A Dancer Speaks Out for Organizing

My name is Dana Wilson and I am a professional dancer. Whether I am performing with a major recording artist, or busting a move in television and film, it is my job to entertain and evoke emotion through movement. It is also my job to make it look easy.

The reality is, dancers train tirelessly, sacrifice our bodies and dedicate our lives to our work, and sometimes all we get in return is “the experience.” Most of us are young (twenty-somethings) and female. We are all are eager to work and it has taken a long time to gain respect as a work force. We have unions that represent us when we work on television shows and movies, but much of our work is still nonunion and many of us are without health insurance. Meanwhile, our bodies are taking a beating and we are always one injury away from unemployment.

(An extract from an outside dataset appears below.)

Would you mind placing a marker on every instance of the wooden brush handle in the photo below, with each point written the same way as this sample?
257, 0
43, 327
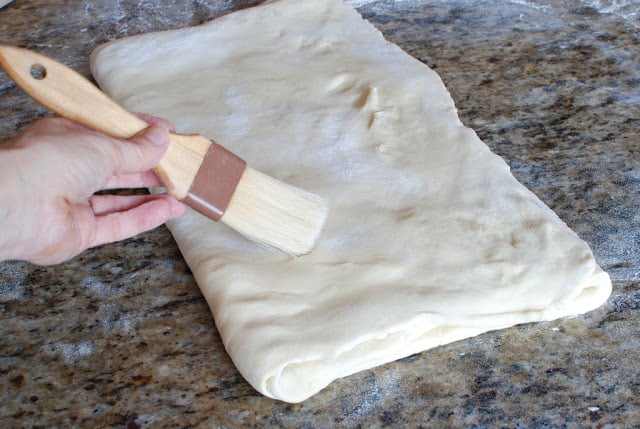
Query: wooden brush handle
70, 95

Dancers’ Alliance is an organization formed by dancers and run by dancers to unite us and improve our working conditions. While DA has been around for over 20 years, we have really stepped up our game in the last few. Last year, we took on music videos as our first major challenge. Although glamorous in their final form, music videos often have some of the worst working conditions. Long hours, dangerous conditions, inadequate breaks and late (not to mention low) payment are just the beginning. Imagine dancing in the middle of the desert for 16 hours wearing nothing but six-inch heels and a leather bikini. Next to a tiger. On scaffolding.

In partnership with our union SAG-AFTRA, we built our campaign to the point where we were prepared for an industry-wide work stoppage on music videos. This campaign was unique in that we were able to engage our young members through the use of social media and actions like flash mobs! The end result: Music videos for major label artists are now covered under a union contract for the first time in 30 years.

The dance community is growing. We are stronger than ever and we are continuing our movement. Our next goal is to organize concert tours. Being on tour with a major recording artist is one of the sweetest gigs a dancer can ask for. We get to travel the world and perform for thousands upon thousands of people. These productions can make up to $10 million per show and are out on the road for years at a time. Dancers do show after show, promoting the artist and the music that was recorded under SAG-AFTRA collective bargaining agreements, yet we don’t get the same benefits and protections as the artists, singers and musicians who worked on the recording. Dancers aren’t making health-care and pension contributions while on tour, when we need it most.

We officially launched our campaign to organize concert tours in August with an event at Avalon Hollywood, a nightclub popular with dancers. It was our biggest organizing event ever, with over 1,000 people in attendance who got to see live performances as well as a presentation on our union organizing. Most of the attendees were young professional dancers who now feel more strongly than ever about the importance of protecting our rights and improving our working conditions.